Quadrotors are agile, able to traverse complex environments at high speeds, making them a valuable tool in many high-risk scenarios such as search and rescue and wildfire monitoring. In order to navigate cluttered environments such as dense forests, quadrotors need to be able to dynamically avoid obstacles as they are detected online. In this project, we tackle the problem of trajectory optimization for quadrotor subcanopy flight. We use a sampling-based global planner with minimum snap trajectory generation, and nonlinear model predictive control (MPC) with convex obstacle constraints to track the trajectory. We show successful real-time results in a realistic forest simulation.
This was a course project for Prof Zachary Manchester’s CMU course 16-745 Optimal Control and Reinforcement Learning. My key contributions to this project are as follows:
- Developed and implemented a minimum snap trajectory and non-linear MPC control framework with convex obstacle constraints to enable safe navigation through dense forest sub-canopy during wildfire search and rescue operations.
- Integrated 2D RRT-planner ROS server to generate waypoints for the minimum snap trajectory generator.
- Formulated the MPC optimization problem with dynamics and constraints, utilizing the ACADOS solver for non-linear MPC.
System Architecture
We use a hierarchical approach with a high-level global planner and a low-level controller. Our system architecture is depicted in the figure below. We simulate active perception with an obstacle detector module that publishes all obstacles within a detection radius of the quadrotor. The global planner plans a smooth trajectory from the quadrotor’s start pose to its goal pose that is not guaranteed to be completely collision-free. The quadrotor must then do online tracking of the global trajectory while avoiding collisions with the perceived obstacles. To read more about the implementation details, please refer our report.
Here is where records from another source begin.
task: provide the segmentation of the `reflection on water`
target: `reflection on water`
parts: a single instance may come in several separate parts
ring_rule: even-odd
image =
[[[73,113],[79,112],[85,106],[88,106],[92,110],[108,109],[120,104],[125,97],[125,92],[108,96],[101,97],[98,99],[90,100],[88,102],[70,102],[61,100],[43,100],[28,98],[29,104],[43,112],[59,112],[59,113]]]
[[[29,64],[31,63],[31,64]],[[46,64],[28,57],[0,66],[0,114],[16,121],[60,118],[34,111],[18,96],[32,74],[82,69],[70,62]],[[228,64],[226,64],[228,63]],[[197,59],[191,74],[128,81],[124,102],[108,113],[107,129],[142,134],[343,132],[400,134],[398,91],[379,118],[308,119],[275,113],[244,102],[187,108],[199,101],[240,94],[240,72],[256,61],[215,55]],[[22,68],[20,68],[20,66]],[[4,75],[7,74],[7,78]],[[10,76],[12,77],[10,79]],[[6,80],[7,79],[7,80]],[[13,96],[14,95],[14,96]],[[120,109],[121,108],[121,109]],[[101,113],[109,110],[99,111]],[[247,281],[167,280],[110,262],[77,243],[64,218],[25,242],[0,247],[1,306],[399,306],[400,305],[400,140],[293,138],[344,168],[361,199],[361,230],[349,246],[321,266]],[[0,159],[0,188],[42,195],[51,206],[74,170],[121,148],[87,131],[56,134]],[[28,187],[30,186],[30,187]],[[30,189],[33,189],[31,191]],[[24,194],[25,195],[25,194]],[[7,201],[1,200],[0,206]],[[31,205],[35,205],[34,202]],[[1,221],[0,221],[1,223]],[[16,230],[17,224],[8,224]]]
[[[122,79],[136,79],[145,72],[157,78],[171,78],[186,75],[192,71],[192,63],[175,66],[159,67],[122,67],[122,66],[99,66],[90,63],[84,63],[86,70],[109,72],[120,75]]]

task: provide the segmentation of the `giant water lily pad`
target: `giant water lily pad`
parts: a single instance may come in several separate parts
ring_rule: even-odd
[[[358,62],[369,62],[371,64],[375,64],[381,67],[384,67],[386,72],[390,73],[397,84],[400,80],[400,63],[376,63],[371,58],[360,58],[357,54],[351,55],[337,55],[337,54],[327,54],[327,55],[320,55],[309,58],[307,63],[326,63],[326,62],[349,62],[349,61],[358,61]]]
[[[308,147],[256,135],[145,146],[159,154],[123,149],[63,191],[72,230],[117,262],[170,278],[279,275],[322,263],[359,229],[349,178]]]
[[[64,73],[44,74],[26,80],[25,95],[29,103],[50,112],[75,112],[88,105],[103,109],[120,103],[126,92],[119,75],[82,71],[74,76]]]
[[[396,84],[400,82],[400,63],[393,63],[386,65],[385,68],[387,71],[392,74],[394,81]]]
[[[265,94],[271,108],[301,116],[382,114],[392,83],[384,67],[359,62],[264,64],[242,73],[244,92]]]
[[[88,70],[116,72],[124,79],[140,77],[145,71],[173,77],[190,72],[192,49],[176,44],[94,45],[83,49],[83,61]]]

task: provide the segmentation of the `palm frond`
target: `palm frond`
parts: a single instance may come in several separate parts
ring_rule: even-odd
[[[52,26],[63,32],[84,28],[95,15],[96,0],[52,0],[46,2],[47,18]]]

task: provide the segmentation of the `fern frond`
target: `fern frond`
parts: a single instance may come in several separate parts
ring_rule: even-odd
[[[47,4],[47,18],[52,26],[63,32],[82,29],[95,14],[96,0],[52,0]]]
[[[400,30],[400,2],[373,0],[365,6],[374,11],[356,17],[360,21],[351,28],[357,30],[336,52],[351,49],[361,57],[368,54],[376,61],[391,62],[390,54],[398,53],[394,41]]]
Model Predictive Control (MPC)
We use the ACADO Toolkit, a C++ library for automatic control and dynamic optimization, for a fast real-time MPC implementation. ACADO gives us a convenient way to represent standard optimal control problems and supports several types of constraints, such as control and state bounds, terminal constraints, and general nonlinear path constraints. It solves these nonlinear optimal control problems using Sequential Quadratic Programming (SQP) with multiple shooting transcription. Its QP backend uses an active set method, so obstacles far away do not influence computation. Furthermore, ACADO also supports fast C code generation, which makes it much easier to deploy our controllers in real-time and on hardware. The figure below describes our MPC formulation. The controller is ran at 100Hz and receives state feedback at the same rate.
Results
We test our system in a realistic forest environment in Gazebo. We use the quadrotor simulation package RotorS, which comes with several different quadrotor models, an autopilot state machine, and controllers. We extend the existing simulation by adding our own forest world, converting it to a simplified world where the trees are modelled by cylinders, and creating a custom MPC controller with obstacle constraints. Below is a video showing our system in action.
Conclusion
In conclusion, this work presents a successful implementation of autonomous UAV subcanopy navigation in simulation using a combination of RRT and MPC. The ACADO toolkit was utilized to perform the optimization process, and the three closest trees were represented as simple cylinder primitives. To improve the system, future work will focus on integrating perception capabilities for trees and developing more complex obstacle models. Additionally, the implementation of this navigation algorithm on real hardware is a necessary step towards practical applications in the field of autonomous aerial navigation. The results obtained in this study provide a solid foundation for further development towards achieving safe and efficient subcanopy navigation for UAVs. Through this project, I gained experience in implementing modern control theory for designing controllers which utilize the agile dynamics of quadrotors for fast navigation. I also gained familiarity with the ACADO toolkit, which is the tool of choice for trajectory optimization in many modern quadrotors. Integrating the controller in a ROS1 simulation stack was also a immense learning experience.